Awesome
Naive Bayesian Classification
Perform naive Bayesian classification into an arbitrary number of classes on sets of strings. bayesian
also supports term frequency-inverse document frequency calculations (TF-IDF).
Copyright (c) 2011-2017. Jake Brukhman. (jbrukh@gmail.com). All rights reserved. See the LICENSE file for BSD-style license.
Background
This is meant to be an low-entry barrier Go library for basic Bayesian classification. See code comments for a refresher on naive Bayesian classifiers, and please take some time to understand underflow edge cases as this otherwise may result in innacurate classifications.
Installation
Using the go command:
go get github.com/jbrukh/bayesian
go install !$
Documentation
See the GoPkgDoc documentation here.
Features
- Conditional probability and "log-likelihood"-like scoring.
- Underflow detection.
- Simple persistence of classifiers.
- Statistics.
- TF-IDF support.
Example 1 (Simple Classification)
To use the classifier, first you must create some classes and train it:
import "github.com/jbrukh/bayesian"
const (
Good bayesian.Class = "Good"
Bad bayesian.Class = "Bad"
)
classifier := bayesian.NewClassifier(Good, Bad)
goodStuff := []string{"tall", "rich", "handsome"}
badStuff := []string{"poor", "smelly", "ugly"}
classifier.Learn(goodStuff, Good)
classifier.Learn(badStuff, Bad)
Then you can ascertain the scores of each class and the most likely class your data belongs to:
scores, likely, _ := classifier.LogScores(
[]string{"tall", "girl"},
)
Magnitude of the score indicates likelihood.
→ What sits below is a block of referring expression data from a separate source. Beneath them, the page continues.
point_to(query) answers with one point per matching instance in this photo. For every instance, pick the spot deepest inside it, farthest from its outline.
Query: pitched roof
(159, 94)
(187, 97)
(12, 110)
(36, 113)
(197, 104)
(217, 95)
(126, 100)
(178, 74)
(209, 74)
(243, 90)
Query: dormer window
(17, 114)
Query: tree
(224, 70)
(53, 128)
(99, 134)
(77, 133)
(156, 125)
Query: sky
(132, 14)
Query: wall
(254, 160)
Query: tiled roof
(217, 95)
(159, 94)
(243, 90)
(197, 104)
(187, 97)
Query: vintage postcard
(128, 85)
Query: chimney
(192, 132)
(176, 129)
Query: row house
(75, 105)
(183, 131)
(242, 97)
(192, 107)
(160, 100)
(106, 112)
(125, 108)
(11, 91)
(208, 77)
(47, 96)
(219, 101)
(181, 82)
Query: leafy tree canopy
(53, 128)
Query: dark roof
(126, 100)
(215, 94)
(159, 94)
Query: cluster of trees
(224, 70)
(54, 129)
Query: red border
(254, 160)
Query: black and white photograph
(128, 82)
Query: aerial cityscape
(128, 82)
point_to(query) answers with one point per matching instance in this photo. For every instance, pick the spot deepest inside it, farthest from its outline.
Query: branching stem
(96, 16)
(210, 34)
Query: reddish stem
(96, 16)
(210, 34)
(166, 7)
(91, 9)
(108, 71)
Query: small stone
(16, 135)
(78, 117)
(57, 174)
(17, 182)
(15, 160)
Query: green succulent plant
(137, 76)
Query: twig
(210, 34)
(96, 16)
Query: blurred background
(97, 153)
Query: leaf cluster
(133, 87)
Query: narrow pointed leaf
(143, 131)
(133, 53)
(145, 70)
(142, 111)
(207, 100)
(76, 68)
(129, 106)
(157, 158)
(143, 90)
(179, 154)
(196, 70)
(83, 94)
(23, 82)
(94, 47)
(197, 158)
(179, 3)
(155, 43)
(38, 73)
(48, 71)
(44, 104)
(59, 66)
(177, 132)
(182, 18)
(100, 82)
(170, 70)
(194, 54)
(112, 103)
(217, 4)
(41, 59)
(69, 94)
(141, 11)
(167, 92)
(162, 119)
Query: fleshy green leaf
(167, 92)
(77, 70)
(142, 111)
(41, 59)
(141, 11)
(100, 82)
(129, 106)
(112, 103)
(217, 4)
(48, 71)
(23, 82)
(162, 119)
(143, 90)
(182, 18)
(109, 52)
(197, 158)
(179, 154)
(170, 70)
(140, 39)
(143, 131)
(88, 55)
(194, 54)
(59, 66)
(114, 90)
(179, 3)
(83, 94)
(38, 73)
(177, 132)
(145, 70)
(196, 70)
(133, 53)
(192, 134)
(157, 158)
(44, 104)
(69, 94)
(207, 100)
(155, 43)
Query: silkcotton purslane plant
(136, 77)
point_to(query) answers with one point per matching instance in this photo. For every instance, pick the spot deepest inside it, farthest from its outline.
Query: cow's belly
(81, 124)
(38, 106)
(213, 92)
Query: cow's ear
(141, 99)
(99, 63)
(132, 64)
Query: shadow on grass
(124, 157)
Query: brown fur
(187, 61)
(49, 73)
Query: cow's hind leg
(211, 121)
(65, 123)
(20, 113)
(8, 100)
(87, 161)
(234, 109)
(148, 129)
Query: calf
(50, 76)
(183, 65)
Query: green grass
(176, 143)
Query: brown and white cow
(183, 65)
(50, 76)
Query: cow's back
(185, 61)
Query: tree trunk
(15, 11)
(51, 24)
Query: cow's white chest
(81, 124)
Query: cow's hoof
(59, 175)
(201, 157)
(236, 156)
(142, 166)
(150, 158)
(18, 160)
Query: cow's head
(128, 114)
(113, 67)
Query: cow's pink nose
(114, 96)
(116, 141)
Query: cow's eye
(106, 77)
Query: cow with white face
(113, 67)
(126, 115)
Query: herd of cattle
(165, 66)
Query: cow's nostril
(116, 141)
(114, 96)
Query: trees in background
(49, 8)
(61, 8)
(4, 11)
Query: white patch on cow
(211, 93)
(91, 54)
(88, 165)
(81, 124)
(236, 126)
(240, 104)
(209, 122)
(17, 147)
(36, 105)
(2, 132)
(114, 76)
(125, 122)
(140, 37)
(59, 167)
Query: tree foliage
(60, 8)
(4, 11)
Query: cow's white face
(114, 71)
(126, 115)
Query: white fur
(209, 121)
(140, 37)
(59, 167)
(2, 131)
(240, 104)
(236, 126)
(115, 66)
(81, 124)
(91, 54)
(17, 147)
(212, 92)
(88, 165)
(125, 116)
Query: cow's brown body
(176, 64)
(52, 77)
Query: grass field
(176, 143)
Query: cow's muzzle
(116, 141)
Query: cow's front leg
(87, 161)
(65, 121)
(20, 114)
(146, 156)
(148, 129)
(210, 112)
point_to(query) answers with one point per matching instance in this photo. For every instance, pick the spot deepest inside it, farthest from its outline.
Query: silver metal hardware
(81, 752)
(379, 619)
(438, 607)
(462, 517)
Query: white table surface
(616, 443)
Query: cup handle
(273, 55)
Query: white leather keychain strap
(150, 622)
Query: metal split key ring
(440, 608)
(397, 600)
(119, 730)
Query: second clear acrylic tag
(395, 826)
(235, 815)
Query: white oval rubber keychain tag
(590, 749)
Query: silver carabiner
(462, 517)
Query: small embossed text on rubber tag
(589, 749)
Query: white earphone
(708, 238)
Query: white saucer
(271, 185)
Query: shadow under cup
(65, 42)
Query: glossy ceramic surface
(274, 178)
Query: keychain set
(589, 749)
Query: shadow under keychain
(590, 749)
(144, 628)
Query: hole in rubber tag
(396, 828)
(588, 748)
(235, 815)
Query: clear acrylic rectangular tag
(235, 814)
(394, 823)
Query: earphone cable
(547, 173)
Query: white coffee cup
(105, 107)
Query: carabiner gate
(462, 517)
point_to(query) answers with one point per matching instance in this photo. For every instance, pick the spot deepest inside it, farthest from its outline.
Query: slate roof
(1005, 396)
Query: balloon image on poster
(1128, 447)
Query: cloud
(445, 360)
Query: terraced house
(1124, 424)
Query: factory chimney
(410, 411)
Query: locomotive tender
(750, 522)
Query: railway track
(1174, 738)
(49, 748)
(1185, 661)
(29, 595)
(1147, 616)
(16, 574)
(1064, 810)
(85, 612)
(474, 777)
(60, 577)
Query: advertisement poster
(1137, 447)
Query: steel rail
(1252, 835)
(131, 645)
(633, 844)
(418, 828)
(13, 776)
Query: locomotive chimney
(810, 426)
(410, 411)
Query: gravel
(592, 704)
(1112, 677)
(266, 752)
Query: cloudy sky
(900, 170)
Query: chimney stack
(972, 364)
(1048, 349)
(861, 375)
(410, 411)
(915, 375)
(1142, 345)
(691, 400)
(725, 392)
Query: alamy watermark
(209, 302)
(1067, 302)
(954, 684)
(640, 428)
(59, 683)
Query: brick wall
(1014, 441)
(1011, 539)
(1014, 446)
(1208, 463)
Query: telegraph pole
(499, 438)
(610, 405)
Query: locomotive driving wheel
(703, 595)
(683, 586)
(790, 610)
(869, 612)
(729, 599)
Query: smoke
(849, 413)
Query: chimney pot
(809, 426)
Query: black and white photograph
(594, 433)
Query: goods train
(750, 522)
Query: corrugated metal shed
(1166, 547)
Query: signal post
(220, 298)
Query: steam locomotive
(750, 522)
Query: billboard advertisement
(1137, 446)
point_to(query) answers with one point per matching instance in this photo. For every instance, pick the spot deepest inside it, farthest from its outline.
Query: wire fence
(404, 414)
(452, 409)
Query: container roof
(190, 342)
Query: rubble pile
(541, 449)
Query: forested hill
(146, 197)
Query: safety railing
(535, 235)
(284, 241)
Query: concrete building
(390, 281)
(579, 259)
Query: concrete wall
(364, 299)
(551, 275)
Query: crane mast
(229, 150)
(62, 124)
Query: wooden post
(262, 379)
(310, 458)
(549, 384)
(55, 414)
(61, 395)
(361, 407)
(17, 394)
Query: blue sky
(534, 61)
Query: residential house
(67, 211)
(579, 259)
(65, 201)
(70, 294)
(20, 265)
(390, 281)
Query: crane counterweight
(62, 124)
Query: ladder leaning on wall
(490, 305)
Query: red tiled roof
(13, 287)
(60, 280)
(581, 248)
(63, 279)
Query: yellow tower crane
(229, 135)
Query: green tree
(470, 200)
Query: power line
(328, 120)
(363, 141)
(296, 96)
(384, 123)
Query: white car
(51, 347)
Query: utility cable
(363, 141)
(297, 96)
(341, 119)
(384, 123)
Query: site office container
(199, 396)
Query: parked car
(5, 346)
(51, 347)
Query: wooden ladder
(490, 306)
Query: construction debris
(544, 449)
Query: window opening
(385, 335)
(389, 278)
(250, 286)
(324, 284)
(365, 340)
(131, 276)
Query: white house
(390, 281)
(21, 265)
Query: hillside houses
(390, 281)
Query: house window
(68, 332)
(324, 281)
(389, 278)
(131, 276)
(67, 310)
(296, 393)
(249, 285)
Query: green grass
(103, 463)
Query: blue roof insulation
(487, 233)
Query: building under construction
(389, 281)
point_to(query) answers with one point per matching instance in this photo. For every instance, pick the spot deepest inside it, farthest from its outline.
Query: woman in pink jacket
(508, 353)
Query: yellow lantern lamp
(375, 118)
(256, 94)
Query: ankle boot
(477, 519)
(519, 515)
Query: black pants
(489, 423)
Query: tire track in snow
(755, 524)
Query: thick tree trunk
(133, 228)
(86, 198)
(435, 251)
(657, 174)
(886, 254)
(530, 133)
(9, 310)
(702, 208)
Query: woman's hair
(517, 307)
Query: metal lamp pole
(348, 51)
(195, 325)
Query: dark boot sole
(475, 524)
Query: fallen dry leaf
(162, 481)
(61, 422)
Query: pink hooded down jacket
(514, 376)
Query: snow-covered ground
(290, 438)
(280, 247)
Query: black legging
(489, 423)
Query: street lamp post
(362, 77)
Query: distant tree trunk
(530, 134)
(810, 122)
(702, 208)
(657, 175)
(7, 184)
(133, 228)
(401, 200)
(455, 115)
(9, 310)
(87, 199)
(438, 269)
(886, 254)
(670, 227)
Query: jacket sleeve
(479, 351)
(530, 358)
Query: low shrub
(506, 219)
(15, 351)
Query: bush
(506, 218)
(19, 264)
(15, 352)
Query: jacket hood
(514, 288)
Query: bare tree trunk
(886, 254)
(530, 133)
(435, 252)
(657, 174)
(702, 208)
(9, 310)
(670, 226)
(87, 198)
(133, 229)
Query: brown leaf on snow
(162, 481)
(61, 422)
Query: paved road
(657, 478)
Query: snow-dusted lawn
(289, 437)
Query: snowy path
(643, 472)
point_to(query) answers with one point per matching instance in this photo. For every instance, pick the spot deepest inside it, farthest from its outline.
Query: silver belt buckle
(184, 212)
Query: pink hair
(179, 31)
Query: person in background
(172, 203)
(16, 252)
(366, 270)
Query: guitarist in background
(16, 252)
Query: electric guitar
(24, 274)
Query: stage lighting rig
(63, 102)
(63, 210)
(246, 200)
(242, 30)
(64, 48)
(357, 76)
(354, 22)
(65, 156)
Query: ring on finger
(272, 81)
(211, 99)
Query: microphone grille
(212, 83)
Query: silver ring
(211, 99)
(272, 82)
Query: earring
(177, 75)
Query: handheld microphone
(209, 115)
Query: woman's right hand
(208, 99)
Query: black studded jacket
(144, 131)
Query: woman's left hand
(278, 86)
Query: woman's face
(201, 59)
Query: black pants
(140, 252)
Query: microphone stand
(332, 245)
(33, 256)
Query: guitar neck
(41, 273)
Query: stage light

Alternatively (but with some risk of float underflow), you can obtain actual probabilities:
probs, likely, _ := classifier.ProbScores(
[]string{"tall", "girl"},
)
Example 2 (TF-IDF Support)
To use the TF-IDF classifier, first you must create some classes
and train it and you need to call ConvertTermsFreqToTfIdf() AFTER training
and before calling classification methods such as LogScores
, SafeProbScores
, and ProbScores
)
import "github.com/jbrukh/bayesian"
const (
Good bayesian.Class = "Good"
Bad bayesian.Class = "Bad"
)
// Create a classifier with TF-IDF support.
classifier := bayesian.NewClassifierTfIdf(Good, Bad)
goodStuff := []string{"tall", "rich", "handsome"}
badStuff := []string{"poor", "smelly", "ugly"}
classifier.Learn(goodStuff, Good)
classifier.Learn(badStuff, Bad)
// Required
classifier.ConvertTermsFreqToTfIdf()
Then you can ascertain the scores of each class and the most likely class your data belongs to:
scores, likely, _ := classifier.LogScores(
[]string{"tall", "girl"},
)
Magnitude of the score indicates likelihood. Alternatively (but with some risk of float underflow), you can obtain actual probabilities:
probs, likely, _ := classifier.ProbScores(
[]string{"tall", "girl"},
)
Use wisely.